In diesem Laborteil mussten die vorher gesammelten und bei – 20°C eingefrorenen Bienen folgendermaßen aufbereitet werden, um zum viralen Erbmaterial zu kommen:
Bei den ersten Vorbereitungsmaßnahmen behandelten wir unter strengsten Sicherheitsvorschriften (wie Handschuhe und Mundschutz) Porzellanschalen und Mörser zuerst mit NaOH, um eventuell darauf vorhandene RNA zu zerstören. Anschließend wurde zur Entfernung der Natronlauge mit DEPC- Wasser (Di- ethyl- pyro- carbonat) gespült.
DEPC zerstört RNAsen, Enzyme, die überall vorhanden sind, unsere Viren- RNA zersetzen und das Ergebnis verfälschen würden. DEPC ist eine sehr gefährliche Substanz, die zuerst 12 Stunden bei 37 °C einwirken muss, um anschließend durch Autoklavieren zu harmlosem CO2 und Ethanol zu zerfallen und dann erst gefahrlos verwendet werden kann.

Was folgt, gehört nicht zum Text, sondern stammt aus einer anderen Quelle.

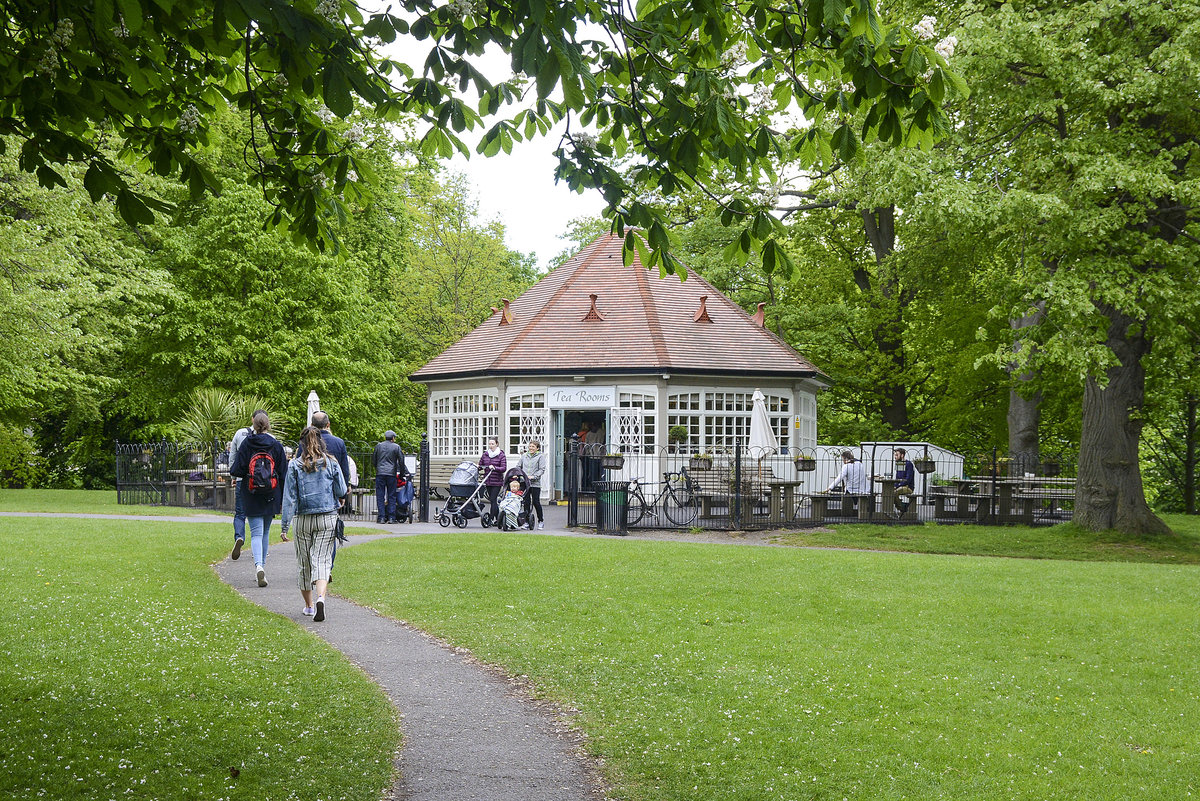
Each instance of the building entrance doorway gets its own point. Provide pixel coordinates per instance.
(592, 426)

Zum Autoklavieren, dem weiteren
Keimfreimachen, wickelten wir die behandelten Werkzeuge zusätzlich in Alufolie. Mit einer in 70%igem Alkohol gereinigten und anschließend abgeflammten Pinzette entnahmen wir aus einer Probe 20 Bienen und gaben sie in die vorgesehene Porzellanschale.
Um die Bienen nun zerkleinern zu können, behand- elten wir sie mit flüssigem Stickstoff. Damit frieren die Bienen binnen weniger Sekunden völlig ein. Somit kann man sie mit dem Mörser leicht zerdrücken und die einzelnen Zellen werden mechanisch aufgebrochen.
Mit flüssigem Stickstoff, der eine Temperatur von -196°C hat, muss man allerdings vorsichtig arbeiten. Verletzungen mit flüssigem Stickstoff haben ähnliche Auswirkungen wie Verbrennungen, doch der betroffene Teil „friert“ regelrecht ab.
Die fein zermahlenen Bienen wurden nun mit autoklaviertem DEPC- Wasser aufgegossen und vermengt. Zur Aufbewahrung froren wir die sterilen und etikettierten Probenröhrchen wieder ein, um sie bis zur Testphase zu lagern.